Nova acusação contra Lula é frívola e fruto de tese política, diz defesa

Advogado Cristiano Zanin Martins.

Via Brasil 247 em 22/5/2017

A defesa do ex-presidente Lula definiu como “frívola e fruto de tese política” a nova denúncia apresentada nesta segunda-feira 22 contra o petista, agora sobre o sítio em Atibaia, no interior de São Paulo.

Para o advogado Cristiano Zanin Martins, que defende Lula, a denúncia “mostra uma desesperada tentativa de procuradores da República justificar à sociedade a perseguição imposta ao ex-presidente nos últimos dois anos, com acusações frívolas e com objetivo de perseguição política”.

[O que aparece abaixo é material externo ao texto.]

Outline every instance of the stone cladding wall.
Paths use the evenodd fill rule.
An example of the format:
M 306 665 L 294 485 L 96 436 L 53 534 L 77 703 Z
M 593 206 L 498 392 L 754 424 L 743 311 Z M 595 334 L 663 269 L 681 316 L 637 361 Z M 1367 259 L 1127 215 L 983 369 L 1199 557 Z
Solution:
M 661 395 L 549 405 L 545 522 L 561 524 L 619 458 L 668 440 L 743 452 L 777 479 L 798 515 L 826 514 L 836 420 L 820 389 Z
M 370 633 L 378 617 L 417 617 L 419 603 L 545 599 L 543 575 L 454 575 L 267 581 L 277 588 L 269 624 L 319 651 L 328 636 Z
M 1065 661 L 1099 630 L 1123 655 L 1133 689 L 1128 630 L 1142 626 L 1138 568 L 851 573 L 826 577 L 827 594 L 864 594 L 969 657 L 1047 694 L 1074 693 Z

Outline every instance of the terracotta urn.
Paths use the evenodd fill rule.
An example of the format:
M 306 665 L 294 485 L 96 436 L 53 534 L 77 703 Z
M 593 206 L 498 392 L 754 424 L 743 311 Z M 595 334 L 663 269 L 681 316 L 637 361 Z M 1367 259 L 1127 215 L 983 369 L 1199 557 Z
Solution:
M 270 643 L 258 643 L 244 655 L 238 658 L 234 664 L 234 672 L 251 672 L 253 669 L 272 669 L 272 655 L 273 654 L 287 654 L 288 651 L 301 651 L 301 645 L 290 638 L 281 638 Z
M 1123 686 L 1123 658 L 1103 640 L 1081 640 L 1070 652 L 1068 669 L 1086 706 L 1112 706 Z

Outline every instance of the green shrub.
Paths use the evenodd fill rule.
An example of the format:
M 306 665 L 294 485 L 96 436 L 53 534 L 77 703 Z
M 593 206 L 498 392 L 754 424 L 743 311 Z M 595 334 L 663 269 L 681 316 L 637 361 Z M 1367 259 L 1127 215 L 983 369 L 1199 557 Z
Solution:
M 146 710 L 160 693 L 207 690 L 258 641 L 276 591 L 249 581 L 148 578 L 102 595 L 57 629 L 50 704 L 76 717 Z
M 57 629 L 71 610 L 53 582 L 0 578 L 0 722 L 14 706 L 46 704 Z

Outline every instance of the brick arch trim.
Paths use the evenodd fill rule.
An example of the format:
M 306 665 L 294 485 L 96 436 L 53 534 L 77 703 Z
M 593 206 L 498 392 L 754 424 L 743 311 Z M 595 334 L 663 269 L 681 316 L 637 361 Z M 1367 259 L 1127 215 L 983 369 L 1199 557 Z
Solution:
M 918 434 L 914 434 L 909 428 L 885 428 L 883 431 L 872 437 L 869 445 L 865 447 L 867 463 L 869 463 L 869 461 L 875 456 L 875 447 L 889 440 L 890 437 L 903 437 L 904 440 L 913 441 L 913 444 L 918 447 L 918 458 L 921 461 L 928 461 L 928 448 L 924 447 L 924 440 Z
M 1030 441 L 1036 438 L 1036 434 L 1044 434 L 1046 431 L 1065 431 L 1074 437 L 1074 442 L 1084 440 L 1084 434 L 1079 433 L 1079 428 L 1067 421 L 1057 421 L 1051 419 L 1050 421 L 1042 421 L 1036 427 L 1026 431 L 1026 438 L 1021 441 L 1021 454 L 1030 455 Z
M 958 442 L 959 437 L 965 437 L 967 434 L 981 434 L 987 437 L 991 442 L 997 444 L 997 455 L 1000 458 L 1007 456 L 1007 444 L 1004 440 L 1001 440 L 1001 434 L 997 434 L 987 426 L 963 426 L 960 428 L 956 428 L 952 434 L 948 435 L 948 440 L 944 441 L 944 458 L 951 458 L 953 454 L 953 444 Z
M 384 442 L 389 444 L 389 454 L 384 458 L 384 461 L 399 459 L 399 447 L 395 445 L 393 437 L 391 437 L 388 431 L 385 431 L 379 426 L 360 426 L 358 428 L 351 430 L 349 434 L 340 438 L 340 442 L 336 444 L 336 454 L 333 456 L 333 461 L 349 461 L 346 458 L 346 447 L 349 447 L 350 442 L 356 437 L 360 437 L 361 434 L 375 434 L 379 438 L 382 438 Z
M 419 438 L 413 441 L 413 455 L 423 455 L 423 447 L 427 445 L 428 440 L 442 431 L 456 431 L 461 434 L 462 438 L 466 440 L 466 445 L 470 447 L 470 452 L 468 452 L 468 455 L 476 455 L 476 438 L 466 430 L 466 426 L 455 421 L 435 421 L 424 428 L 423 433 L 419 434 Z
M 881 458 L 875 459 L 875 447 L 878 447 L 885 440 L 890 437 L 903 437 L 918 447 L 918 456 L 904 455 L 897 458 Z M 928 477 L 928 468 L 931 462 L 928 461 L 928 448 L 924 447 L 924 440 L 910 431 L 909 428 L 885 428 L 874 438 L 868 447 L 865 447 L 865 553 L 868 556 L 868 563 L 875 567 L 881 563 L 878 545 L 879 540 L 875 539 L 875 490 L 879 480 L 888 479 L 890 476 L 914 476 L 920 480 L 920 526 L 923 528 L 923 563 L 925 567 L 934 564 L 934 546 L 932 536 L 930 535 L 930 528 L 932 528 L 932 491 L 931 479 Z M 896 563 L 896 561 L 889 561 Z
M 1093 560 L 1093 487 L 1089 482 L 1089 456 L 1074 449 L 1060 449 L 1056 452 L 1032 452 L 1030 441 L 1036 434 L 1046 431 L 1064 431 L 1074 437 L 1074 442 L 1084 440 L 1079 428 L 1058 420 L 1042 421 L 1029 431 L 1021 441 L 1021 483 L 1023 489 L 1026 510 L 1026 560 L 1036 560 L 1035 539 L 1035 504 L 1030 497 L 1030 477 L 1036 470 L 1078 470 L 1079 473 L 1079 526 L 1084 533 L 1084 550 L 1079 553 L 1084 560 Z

Para o advogado, “a nota que acompanhou o documento deixa essa situação muito clara ao fazer considerações que são estranhas à área jurídica e às regras que deveriam orientar a atuação de membros do Ministério Público, como a legalidade e a impessoalidade”. “A peça buscou dar vida à tese política exposta no PowerPoint de Deltan Dallagnol”, acrescenta Zanin.

Leia a íntegra da nota:

Nota
A denúncia apresentada hoje [22/5] pela força-tarefa da Lava-Jato contra Lula mostra uma desesperada tentativa de procuradores da República justificar à sociedade a perseguição imposta ao ex-presidente nos últimos dois anos, com acusações frívolas e com objetivo de perseguição política. A nota que acompanhou o documento deixa essa situação muito clara ao fazer considerações que são estranhas à área jurídica e às regras que deveriam orientar a atuação de membros do Ministério Público, como a legalidade e a impessoalidade.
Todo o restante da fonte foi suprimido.